Plainte au manque d'amour - William Bouguereau 1899

Plainte au manque d’amour – William Bouguereau 1899

Ils sont là, fidèles au poste,  jouant avec maestria l’époux ou épouse irréprochable. Les projecteurs  les chauffent presque à blanc dans le rôle du grand bafoué d’une pièce au scenario bien cruel. Car on les a trompés, ou quittés ;  on leur a crié dessus avec impatience devant des témoins abasourdis  … alors qu’ils semblent tout supporter avec une dignité sans tache.

Mais s’ils sont là… ils n’y sont pas, en réalité. Ils ont silencieusement abandonné leur mariage et leur conjoint sur la pointe des pieds. Oh, automates parfaits, robots programmés pour faire reluire une image idéale, ils échappent à tout reproche : la cuisine et le ménage sont faits, tout comme la tonte de la pelouse, la recherche d’emplois et les demandes d’augmentations, les sorties avec les enfants, les économies s’il en faut, les bricolages de plomberie et d’électricité si nécessaire. Ils sont même fidèles, de cette fidélité qui brille dans le noir comme les saintes vierges fluorescentes qu’on mettait sur la table de nuit. Un zeste de martyre, aussi : une soumission soulignée ça et là par des soupirs résignés, des remarques accompagnées d’un sourire que seul le conjoint reconnaît pour être une morsure, des rappels ponctuels.  Oui, l’emballage de luxe d’une union made in heaven est bien là, et les amis du conjoint ne se lassent pas de lui souligner la chance qu’il a. Ce qui le laisse en proie à un vertige qu’il ne s’explique pas. Il se traite de jamais content, d’affreux égoïste, s’accuse de trop attendre de la vie. Se demande ce qui ne va pas en lui – ou elle.

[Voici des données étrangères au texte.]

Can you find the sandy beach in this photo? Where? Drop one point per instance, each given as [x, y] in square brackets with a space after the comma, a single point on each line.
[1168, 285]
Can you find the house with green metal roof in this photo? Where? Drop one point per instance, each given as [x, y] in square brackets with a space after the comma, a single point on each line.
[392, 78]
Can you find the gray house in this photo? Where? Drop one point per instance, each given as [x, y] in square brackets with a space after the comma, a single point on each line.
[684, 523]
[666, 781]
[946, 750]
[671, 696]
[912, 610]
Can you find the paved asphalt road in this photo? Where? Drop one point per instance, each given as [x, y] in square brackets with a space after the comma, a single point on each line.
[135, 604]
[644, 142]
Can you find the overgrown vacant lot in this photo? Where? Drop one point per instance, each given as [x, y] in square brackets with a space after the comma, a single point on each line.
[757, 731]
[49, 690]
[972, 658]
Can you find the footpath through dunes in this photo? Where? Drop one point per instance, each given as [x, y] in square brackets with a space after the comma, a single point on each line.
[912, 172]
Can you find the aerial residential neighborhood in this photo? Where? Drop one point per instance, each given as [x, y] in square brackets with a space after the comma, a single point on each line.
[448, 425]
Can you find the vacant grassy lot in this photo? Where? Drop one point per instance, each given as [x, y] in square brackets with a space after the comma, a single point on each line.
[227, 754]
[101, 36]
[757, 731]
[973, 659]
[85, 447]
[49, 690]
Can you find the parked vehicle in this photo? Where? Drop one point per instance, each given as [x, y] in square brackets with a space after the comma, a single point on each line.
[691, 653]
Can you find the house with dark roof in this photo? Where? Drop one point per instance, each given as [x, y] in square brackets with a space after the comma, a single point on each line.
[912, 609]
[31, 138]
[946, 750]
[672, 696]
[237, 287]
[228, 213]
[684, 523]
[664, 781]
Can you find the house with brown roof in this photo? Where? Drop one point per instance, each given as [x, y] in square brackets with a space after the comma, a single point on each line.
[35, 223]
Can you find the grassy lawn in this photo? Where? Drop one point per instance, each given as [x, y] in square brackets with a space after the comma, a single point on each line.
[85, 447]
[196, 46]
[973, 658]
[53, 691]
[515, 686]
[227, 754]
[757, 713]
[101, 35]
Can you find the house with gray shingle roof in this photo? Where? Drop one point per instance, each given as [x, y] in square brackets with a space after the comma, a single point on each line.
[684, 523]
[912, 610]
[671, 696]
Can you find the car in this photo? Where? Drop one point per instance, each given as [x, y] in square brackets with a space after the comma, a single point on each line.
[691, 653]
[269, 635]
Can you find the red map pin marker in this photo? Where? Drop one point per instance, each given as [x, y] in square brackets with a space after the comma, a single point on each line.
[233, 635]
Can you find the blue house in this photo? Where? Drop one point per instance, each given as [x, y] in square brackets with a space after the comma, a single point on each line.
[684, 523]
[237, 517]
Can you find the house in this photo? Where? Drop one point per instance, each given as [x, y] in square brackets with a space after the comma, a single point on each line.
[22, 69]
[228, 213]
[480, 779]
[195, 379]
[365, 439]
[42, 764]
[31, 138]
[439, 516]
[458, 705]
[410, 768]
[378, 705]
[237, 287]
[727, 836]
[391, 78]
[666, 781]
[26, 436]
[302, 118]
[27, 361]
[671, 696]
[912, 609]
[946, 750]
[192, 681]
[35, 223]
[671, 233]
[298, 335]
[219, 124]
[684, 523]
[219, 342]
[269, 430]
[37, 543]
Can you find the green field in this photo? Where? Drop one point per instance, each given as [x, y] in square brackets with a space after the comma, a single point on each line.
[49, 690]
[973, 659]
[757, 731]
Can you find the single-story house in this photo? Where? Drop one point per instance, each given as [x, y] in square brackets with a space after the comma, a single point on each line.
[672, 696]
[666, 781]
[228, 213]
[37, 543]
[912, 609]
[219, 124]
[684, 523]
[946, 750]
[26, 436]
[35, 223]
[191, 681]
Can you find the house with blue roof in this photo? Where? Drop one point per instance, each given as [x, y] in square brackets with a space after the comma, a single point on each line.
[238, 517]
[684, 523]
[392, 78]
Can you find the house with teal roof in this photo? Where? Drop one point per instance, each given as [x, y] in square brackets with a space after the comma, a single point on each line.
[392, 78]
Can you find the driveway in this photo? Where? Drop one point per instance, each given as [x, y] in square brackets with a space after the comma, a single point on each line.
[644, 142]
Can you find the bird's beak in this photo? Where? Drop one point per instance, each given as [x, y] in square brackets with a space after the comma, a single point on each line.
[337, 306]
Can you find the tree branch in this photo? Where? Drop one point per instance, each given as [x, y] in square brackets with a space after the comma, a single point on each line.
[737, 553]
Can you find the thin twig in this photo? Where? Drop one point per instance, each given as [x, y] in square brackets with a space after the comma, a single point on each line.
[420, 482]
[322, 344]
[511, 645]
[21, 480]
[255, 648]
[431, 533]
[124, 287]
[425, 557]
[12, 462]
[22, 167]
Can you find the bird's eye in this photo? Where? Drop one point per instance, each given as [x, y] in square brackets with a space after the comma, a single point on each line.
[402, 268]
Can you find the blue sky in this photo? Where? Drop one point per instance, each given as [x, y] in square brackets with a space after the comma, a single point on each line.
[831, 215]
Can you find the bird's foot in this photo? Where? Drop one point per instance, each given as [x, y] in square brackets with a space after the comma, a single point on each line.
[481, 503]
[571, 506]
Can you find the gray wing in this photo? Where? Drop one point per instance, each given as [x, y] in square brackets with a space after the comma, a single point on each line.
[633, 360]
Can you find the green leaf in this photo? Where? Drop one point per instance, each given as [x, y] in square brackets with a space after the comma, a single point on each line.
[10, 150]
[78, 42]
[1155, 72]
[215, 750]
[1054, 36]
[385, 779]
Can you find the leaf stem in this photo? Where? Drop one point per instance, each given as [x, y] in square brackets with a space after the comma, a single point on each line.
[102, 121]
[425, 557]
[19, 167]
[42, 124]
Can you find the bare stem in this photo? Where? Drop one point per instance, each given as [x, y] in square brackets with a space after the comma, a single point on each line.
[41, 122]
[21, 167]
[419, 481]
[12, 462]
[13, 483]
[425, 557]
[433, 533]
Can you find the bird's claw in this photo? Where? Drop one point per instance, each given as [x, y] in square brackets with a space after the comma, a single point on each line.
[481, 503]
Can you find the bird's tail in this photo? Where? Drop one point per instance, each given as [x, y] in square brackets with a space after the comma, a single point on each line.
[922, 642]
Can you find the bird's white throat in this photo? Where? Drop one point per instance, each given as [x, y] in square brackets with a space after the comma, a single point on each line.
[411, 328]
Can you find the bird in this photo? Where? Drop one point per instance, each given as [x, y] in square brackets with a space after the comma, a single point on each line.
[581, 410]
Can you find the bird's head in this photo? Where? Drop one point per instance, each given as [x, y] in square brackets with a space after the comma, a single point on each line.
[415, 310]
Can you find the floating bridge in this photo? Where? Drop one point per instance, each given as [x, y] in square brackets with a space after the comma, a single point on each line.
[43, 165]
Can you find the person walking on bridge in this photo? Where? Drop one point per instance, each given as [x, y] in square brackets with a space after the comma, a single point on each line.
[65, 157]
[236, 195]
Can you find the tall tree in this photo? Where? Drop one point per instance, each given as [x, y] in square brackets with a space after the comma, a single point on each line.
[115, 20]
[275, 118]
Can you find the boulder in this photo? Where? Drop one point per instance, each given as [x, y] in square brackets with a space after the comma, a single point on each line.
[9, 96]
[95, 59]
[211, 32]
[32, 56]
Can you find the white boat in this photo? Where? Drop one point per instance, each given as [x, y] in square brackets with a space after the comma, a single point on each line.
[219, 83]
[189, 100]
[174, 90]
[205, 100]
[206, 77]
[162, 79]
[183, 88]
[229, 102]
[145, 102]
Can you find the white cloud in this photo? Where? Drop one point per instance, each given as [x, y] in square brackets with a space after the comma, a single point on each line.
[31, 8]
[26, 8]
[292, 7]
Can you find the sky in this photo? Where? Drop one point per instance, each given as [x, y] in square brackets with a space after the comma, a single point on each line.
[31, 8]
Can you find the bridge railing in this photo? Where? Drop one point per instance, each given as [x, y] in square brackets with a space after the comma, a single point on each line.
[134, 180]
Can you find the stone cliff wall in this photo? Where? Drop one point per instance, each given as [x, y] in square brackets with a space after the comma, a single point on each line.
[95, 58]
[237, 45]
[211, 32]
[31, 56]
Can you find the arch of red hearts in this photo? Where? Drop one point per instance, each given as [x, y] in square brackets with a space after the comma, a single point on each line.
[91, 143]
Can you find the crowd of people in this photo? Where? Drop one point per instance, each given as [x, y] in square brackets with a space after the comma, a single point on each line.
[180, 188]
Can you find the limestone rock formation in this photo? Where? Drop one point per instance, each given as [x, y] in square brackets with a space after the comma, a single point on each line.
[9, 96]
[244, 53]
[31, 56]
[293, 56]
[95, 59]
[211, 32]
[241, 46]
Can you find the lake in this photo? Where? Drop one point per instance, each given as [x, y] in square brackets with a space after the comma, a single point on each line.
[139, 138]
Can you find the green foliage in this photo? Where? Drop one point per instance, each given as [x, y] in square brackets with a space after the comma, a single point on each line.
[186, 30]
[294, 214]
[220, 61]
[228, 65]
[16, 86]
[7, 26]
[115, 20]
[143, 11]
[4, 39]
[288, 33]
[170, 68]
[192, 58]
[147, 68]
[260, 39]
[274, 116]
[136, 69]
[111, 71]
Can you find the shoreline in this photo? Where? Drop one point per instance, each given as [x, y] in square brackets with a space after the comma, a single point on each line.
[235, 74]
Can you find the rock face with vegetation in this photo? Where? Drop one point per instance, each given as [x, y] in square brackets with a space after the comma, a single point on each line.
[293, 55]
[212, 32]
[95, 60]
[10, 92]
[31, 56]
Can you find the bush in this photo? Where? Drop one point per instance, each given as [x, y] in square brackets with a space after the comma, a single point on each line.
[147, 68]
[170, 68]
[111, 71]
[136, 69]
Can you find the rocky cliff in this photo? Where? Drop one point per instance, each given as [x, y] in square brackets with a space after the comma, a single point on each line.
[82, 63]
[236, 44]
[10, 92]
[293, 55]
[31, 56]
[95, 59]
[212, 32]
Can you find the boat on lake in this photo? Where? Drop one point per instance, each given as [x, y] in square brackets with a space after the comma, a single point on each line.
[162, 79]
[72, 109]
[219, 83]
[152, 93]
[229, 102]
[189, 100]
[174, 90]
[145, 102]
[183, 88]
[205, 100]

C’est que l’emballage ne contient plus rien. Et que le mariage est devenu une souffrance obscure, un cœur noir de solitude. Car l’abandon s’est fait discrètement, dans la lente évaporation des images d’amour. Oh, bien entendu, l’absent(e) se manifeste avec un dévouement en technicolor si l’autre a un gros coup dur. Il ou elle lui tient la main, comme le ferait d’ailleurs tout ami ou parent. Il ne sera jamais surpris en état d’indifférence affichée, il ne sera pas en reste avec, justement, les autres amis et parents. C’est, après tout… son image qu’il défend, celle d’un être à qui on ne peut rien reprocher, n’est-ce-pas. Et le conjoint en détresse sent battre en lui le marteau des remords : moi qui ne suis jamais content(e), quel ingrat(e) ! Toute cette inquiétude, ces prévenances rien que pour moi… comment ai-je pu douter et me sentir lésé(e) ?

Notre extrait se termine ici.